The MACE rate is not very lesion specific outcome measure. Multiple Cox regression with inclusion of 18 parameters requires a lot of events. The study sample should be much higher if the outcome parameter was focused to be lesion specific like a composite of proven re-stenosis and definite stent thrombosis. The present 2888 lesions observed for 5 years did not produce enough such events. The use of MACE is still justified because it merely serves to illustrate the impact of an individualized stent brand selection approach.

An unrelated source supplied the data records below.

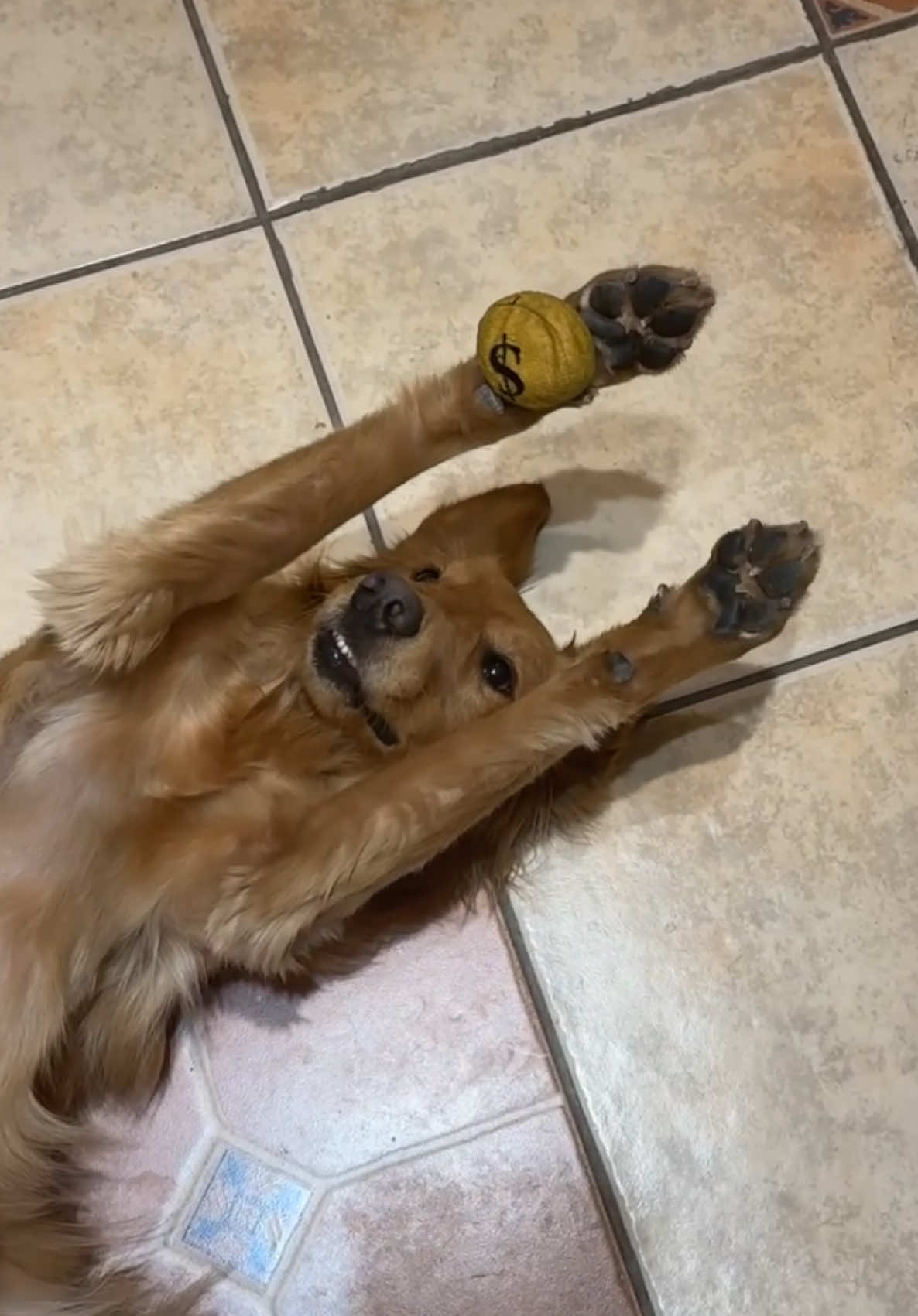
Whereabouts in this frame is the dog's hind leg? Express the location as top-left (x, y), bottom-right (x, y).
top-left (37, 266), bottom-right (714, 672)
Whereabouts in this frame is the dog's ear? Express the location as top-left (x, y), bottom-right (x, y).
top-left (395, 484), bottom-right (552, 586)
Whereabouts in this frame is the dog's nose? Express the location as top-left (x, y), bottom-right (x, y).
top-left (351, 571), bottom-right (424, 640)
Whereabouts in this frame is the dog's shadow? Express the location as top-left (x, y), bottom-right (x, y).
top-left (208, 666), bottom-right (772, 1031)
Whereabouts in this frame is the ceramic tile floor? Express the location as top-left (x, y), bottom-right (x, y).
top-left (0, 0), bottom-right (918, 1316)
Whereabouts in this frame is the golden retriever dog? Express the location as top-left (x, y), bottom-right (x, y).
top-left (0, 266), bottom-right (818, 1316)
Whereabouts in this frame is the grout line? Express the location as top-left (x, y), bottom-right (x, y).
top-left (646, 617), bottom-right (918, 717)
top-left (0, 43), bottom-right (816, 305)
top-left (0, 214), bottom-right (261, 302)
top-left (801, 0), bottom-right (918, 268)
top-left (182, 0), bottom-right (386, 552)
top-left (499, 895), bottom-right (657, 1316)
top-left (182, 0), bottom-right (265, 210)
top-left (265, 220), bottom-right (344, 429)
top-left (364, 507), bottom-right (389, 552)
top-left (269, 43), bottom-right (820, 220)
top-left (830, 13), bottom-right (918, 50)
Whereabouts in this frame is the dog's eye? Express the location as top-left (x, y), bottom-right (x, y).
top-left (481, 649), bottom-right (516, 696)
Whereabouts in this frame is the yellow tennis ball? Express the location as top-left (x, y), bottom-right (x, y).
top-left (478, 292), bottom-right (595, 411)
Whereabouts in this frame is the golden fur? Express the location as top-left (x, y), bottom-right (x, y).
top-left (0, 264), bottom-right (817, 1316)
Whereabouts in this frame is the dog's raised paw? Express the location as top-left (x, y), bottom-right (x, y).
top-left (695, 521), bottom-right (819, 642)
top-left (567, 265), bottom-right (715, 385)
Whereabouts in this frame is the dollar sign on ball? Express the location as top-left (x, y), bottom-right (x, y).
top-left (488, 334), bottom-right (526, 398)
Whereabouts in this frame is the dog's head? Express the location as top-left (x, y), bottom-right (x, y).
top-left (303, 484), bottom-right (558, 745)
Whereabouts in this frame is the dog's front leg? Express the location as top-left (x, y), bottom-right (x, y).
top-left (38, 266), bottom-right (714, 672)
top-left (199, 521), bottom-right (818, 972)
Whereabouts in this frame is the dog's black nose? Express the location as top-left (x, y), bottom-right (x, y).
top-left (351, 571), bottom-right (424, 640)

The Cox regression equations are drawn from the 2888 lesions, and are subsequently used to identify if a lesion in fact had been treated by an optimal or the worst stent brand. The correct approach would have been to use the equations in another sample of lesions, but this has not been possible because our lesion sample is the only sample with knowledge of 18 of-label characteristics. Being aware of this major drawback we still accept to commit such an error because it serves to illustrate the individualized stent selection principle. When comparing the MACE curve for lesions treated with sirolimus to the lesions treated with the presumed optimal stent brand we found 10% reduction in hazard for MACE among the latter group. When calculating the risk reduction we found an effect of 18%. Notably, the true effect among sirolimus- or paclitaxel-eluting stents remains unknown.
There is uncertainty of independence between lesions because some patients contributed with more than one lesion. The Cox regression analysis was consequently repeated in patients with only one lesion in order to assure that the HRs did not differ importantly from the ones deducted from the n = 2888 sample. If we had only utilized those patients the number of off-label characteristics had to be reduced due to insufficient number of events. As the HRs were only slightly changed we accepted to use the 2888 lesions―again simply because they merely serve to exemplify the individualized stent selection approach.
The correct proof of concept would necessitate a new randomized trial. Thus, Figure 3 may only be used to visualize the concept. The magnitude of the maximally achievable effect of an individualized stent brand selection approach remains to be proven.
The Danish Heart Registry (DHR) has contributed with essential detection of invasive cardiac procedures.
The SORT OUT II investigators: Niels Bligaard, Leif Thuesen, Henning Kelbæk, Per Thayssen, Jens Aarøe, Peter R. Hansen, Jens F. Lassen, Kari Saunamäki, Anders Junker, Jan Ravkilde, Ulrik Abildgaard, Hans H. Tilsted, Thomas Engstrøm, Jan S. Jensen, Hans E. Bøtker, Søren Galatius, Carsten T. Larsen, Steen D. Kristensen, Lars R. Krusell, Steen Z. Abildstrøm, Evald H Christiansen, Ghita Stephansen, R.N., John Godtfredsen, Søren Boesgaard, Jørgen L. Jeppesen, Anders M. Galløe.
The Independent End Points Committee: Jørgen L. Jeppesen, Søren Boesgaard and John Godtfredsen.
Conflicts of Interest
This work was supported by Boston Scientific and Cordis, a Johnson & Johnson company with unrestricted research grants but they had no role in the design and conduct of the study, the collection, management, analysis, or interpretation of the data, or the preparation, review, or approval of the manuscript.